In a recent article posted to the medRxiv* preprint server, scientists explored the coronavirus disease 2019 (COVID-19) BNT162b2 vaccine triggered non-neutralizing and neutralizing antibody functions.

Study: BNT162b2 induced neutralizing and non-neutralizing antibody functions against SARS-CoV-2 diminish with age. Image Credit: Christoph Burgstedt/Shutterstock
Study: BNT162b2 induced neutralizing and non-neutralizing antibody functions against SARS-CoV-2 diminish with age. Image Credit: Christoph Burgstedt/Shutterstock

Background

Among the most crucial indicators of vaccine effectiveness in the severe acute respiratory syndrome coronavirus 2 (SARS-CoV-2) pandemic are neutralizing antibody reactions. Every new SARS-CoV-2 variant raises concerns regarding the diminished vaccine efficacy due to their escape of vaccine-elicited neutralizing antibodies

Nevertheless, mounting epidemiological evidence demonstrates that while vaccination-based infection prevention differs, protection against severe illness and mortality is still high. Therefore, immune responses aside from neutralization may afford COVID-19 vaccine effectiveness.

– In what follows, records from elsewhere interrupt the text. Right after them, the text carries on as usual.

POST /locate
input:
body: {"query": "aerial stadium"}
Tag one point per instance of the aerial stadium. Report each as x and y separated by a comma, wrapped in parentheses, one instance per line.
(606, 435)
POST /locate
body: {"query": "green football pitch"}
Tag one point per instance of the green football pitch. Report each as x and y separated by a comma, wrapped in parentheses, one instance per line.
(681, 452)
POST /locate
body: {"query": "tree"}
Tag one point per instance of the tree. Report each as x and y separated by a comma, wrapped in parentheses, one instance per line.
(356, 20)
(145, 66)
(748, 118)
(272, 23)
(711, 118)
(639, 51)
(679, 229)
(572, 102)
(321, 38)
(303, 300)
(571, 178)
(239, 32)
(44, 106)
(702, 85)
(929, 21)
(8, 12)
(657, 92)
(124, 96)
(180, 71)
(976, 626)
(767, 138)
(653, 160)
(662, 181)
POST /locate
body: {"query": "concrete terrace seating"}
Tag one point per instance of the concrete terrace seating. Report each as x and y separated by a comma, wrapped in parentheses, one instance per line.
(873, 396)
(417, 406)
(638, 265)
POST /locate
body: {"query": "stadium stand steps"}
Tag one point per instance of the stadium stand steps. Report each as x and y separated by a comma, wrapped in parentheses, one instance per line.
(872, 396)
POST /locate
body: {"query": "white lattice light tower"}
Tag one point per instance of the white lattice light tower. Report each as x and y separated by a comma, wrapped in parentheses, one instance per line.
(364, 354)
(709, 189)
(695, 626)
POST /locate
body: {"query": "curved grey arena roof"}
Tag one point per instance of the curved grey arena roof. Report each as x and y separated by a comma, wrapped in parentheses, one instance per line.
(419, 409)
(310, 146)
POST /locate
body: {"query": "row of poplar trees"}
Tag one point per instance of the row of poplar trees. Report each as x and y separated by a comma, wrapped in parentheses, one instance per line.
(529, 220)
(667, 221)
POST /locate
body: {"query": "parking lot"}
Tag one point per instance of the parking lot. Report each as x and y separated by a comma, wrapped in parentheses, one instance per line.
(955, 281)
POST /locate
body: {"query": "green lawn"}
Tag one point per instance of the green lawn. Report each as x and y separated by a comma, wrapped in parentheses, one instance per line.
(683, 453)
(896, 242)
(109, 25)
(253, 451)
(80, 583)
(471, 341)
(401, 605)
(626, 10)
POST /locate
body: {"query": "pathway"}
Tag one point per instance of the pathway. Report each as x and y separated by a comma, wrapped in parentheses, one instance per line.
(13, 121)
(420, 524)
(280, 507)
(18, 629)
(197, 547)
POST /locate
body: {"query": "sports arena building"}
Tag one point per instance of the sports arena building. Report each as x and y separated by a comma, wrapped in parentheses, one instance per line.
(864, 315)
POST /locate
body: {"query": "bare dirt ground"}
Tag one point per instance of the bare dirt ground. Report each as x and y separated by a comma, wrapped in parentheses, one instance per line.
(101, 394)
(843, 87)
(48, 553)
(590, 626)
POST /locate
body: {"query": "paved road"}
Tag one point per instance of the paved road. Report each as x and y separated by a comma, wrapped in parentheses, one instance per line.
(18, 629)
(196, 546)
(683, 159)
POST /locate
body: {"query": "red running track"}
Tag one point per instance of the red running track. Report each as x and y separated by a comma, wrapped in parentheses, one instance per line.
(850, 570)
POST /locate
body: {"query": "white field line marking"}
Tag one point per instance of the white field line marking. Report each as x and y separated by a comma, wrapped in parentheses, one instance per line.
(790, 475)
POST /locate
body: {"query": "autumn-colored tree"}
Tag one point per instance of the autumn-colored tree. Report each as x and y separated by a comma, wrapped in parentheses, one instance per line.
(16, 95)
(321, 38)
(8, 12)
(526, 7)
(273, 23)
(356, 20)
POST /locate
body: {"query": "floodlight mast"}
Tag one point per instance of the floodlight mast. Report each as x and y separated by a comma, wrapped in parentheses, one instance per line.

The intricacy of polyclonal antibody reactions and their implications in COVID-19 remain little understood, despite being one of the essential elements of immune defense. Notably, polyclonal antibodies work via fragment antigen-binding (Fab) domains, which directly neutralize the virus, and fragment crystallizable (Fc) regions, which activate immune cells' Fc receptors to elicit non-neutralizing host responses. Therefore, antibody Fc effector activities might impact SARS-CoV-2 infection outcomes and vaccination protection.

About the study

The current research sought to comprehend how COVID-19 protection was promoted by the interaction of non-neutralizing and neutralizing actions brought on by vaccination. For this, the scientists used sera samples from 51 COVID-19-uninfected medical professionals who received two doses of the SARS-CoV-2 BNT162b2 messenger ribonucleic acid (mRNA) vaccination. They aimed to evaluate the connections between the Fc and Fab domain activities in polyclonal reactions to vaccination.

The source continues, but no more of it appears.